专利名称:传染性法氏囊病病毒无毒力毒株构建方法
技术领域:
本发明属于生物技术领域,涉及一种传染性法氏囊病病毒无毒力毒株构建方法。
背景技术:
传染性法氏囊病(Infectious bursal disease,IBD)是由传染性法氏囊病病毒(Infectious bursal disease virus,IBDV)引起的急性、高度接触性传染病。IBDV主要侵害雏鸡的中枢免疫器官法氏囊,导致免疫抑制和免疫缺陷,同时造成其它疫苗的免疫失败,是目前危害世界养禽业的主要传染病之一。IBDV是双链RNA病毒,属于双RNA病毒科(Biranviridae)禽双RNA病毒属(Avibirnavirus),其基因组由A、B两个节段组成。B节段(约2.8kb)编码VP1蛋白,为RNA依赖的RNA聚合酶。A节段(约3.3kb)具有两个相互重叠的开放阅读框架(ORF),下游的ORF1编码的前体蛋白VP2/4/3可进一步剪切加工为VP2、VP4、VP3。

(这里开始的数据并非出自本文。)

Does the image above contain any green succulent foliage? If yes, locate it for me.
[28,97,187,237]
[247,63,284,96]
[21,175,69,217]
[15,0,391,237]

其中VP2是病毒的主要宿主保护性抗原,与病毒的抗原变异和毒力相关;VP4为一种丝氨酸蛋白酶,负责前体蛋白VP2/4/3的自我剪切;VP3则是病毒的结构蛋白之一,具有群特异性抗原。上游的ORF2(438bp)编码非结构蛋白VP5(约15kDa),该蛋白非病毒复制所必需,与病毒致病性有关。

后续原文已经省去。